SYDNEY, July 24 -- The novel integrase inhibitor raltegravir was as effective initial therapy as the standard treatment, a researcher said here.

The drug also had fewer side effects than efavirenz (Sustiva), according to Martin Markowitz, M.D., of the Aaron Diamond AIDS Research Center in New York.

Those findings come from a 48-week study of four doses of the drug head-to-head with efavirenz, which is regarded as the standard of care for patients who are beginning HIV treatment, Dr. Markowitz told attendees at the International AIDS Society meeting.

Raltegravir has been generating interest since clinical trials of the drug began in patients with a long treatment history. (See Investigational Integrase Inhibitor Hits HIV Hard)

And early data from this trial, presented at the 2006 World AIDS Conference in Toronto, also piqued the interest of clinicians looking for new ways to begin therapy for HIV patients.

The researchers enrolled 198 treatment-nave patients and randomized them in a blinded fashion to one of four doses of raltegravir -- 100, 200, 400, and 600 milligrams twice a day -- or to 600 milligrams a day of efavirenz.

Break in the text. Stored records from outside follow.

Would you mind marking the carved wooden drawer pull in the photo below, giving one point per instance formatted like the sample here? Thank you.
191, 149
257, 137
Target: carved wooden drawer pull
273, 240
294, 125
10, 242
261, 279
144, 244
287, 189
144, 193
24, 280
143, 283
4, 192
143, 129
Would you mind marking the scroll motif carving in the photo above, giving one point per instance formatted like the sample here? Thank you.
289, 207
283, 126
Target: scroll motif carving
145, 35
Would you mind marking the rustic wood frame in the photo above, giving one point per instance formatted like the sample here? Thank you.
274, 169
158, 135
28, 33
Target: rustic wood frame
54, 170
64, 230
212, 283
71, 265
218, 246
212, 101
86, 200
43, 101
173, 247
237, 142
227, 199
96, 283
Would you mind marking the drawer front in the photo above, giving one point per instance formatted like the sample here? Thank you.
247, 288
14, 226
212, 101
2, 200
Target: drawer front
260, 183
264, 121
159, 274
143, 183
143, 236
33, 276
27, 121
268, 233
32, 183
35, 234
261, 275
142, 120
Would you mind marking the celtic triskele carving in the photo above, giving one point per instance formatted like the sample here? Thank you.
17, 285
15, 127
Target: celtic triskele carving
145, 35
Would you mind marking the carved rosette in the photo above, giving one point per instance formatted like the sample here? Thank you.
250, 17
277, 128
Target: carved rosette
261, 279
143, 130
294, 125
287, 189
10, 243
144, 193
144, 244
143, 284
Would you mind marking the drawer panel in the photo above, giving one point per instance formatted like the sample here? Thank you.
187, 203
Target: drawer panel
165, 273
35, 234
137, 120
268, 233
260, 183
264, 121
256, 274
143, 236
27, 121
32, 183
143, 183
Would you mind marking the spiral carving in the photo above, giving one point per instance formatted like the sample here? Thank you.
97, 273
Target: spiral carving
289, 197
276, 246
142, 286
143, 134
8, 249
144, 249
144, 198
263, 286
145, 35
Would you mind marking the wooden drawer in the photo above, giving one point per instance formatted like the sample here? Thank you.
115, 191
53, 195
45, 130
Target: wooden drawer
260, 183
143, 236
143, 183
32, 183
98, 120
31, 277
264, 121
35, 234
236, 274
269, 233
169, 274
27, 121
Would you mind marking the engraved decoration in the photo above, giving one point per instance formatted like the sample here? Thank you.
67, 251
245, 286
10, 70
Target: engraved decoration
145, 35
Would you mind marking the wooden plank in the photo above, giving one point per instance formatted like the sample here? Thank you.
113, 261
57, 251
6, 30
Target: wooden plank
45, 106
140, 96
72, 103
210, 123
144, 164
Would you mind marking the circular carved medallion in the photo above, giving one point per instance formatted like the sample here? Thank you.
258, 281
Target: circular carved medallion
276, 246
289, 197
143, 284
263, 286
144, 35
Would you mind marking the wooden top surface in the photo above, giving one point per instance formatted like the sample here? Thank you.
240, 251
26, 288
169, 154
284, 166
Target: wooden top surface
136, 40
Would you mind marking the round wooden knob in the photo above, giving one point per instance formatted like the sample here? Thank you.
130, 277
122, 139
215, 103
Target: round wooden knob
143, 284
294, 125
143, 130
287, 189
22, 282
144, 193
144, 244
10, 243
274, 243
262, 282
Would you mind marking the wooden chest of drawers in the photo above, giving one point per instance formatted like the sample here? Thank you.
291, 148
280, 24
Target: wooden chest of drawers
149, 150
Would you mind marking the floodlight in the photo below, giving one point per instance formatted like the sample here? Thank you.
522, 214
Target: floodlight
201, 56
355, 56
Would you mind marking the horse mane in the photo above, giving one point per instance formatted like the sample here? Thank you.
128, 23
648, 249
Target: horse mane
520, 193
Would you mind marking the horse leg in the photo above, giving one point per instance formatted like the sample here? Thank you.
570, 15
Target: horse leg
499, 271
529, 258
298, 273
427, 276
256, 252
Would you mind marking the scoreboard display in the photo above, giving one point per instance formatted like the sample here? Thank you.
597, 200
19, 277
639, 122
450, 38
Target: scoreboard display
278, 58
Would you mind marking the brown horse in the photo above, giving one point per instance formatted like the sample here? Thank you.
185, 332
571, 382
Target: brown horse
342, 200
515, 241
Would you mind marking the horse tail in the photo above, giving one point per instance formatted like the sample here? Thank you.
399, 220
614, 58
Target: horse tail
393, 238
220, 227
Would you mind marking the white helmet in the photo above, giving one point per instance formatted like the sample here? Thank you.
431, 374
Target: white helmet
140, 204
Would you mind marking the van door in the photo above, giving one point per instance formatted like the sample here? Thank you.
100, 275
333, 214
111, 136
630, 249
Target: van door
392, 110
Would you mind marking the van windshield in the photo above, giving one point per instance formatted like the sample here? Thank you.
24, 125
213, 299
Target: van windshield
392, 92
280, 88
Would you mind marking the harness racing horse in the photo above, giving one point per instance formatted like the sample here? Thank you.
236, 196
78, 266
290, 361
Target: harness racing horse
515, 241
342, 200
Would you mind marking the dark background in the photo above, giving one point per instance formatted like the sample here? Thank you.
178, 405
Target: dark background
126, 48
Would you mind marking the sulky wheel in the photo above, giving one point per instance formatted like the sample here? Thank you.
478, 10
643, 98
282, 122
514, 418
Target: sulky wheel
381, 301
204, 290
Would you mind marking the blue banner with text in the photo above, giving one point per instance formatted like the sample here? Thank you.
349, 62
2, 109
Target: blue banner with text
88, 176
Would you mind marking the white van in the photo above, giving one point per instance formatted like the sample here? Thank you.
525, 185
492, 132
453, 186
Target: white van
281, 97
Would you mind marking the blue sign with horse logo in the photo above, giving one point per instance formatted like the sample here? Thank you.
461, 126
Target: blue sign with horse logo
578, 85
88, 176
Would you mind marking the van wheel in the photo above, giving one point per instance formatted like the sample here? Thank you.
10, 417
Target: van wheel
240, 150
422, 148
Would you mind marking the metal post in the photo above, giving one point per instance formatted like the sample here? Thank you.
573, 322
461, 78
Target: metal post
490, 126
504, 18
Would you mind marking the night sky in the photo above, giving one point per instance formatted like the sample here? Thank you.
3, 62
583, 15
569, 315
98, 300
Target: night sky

Dr. Markowitz said the 48-week data from this Protocol 004 study are essentially the same as those reported in Toronto earlier -- both efavirenz and raltegravir effectively reduce a patient's HIV viral load, but raltegravir does it faster.

Regardless of the study dose, it took only about four weeks for about 90% of patients to reach a viral load of less than 400 copies of HIV RNA per milliliter of blood, he said.

In contrast, patients on efavirenz took between eight and 12 weeks to reach the same level.

That said, Dr. Markowitz noted, there was no difference in the proportions of patients who reached low levels of HIV by the end of the study.

Also, the proportion of patients who experienced treatment failure -- defined as non-response or a rebound in viral load -- was 3% for both raltegravir and efavirenz.

The major difference between the drugs, he said, was in the side effects, with raltegravir being "more benign." There were no dose-related toxicities.

The most common side effects were nausea, dizziness, and headache, which were similar in both arms. The raltegravir group had fewer neuropsychiatric adverse events.

Raltegravir also appears to be neutral with respect to changes in lipids, Dr. Markowitz said.

In an interesting sidelight on the same study, John Murray, Ph.D., of the University of New South Wales, reported that the rapid decline in HIV viral load caused by raltegravir is causing researchers to re-think their understanding of how the virus responds to anti-retroviral drugs.

Treatment usually results in a rapid first-phase decline in viral load, he said, followed by a slower second-phase decline. That second phase had been thought to be the result of long-lived HIV-infected cells dying and not being replaced because of the medication.

But if that's the case, he said, raltegravir -- which blocks HIV from getting into the host genome in the first place -- should not be associated with a more rapid decline than other HIV medications.

Yet, Dr. Murray said, levels of HIV RNA in raltegravir patients appear to be some 70% lower at the beginning of the second phase than they are in patients treated with efavirenz.

The drug has been shown to be "great for patients with resistant virus" and will probably be approved soon for those very sick patients, said Jose Ramon Arribas, M.D. of La Paz Hospital in Madrid, who chaired the session.

"We will continue to use it for those patients," he said, "but this drug has the potential to go to earlier lines of therapy."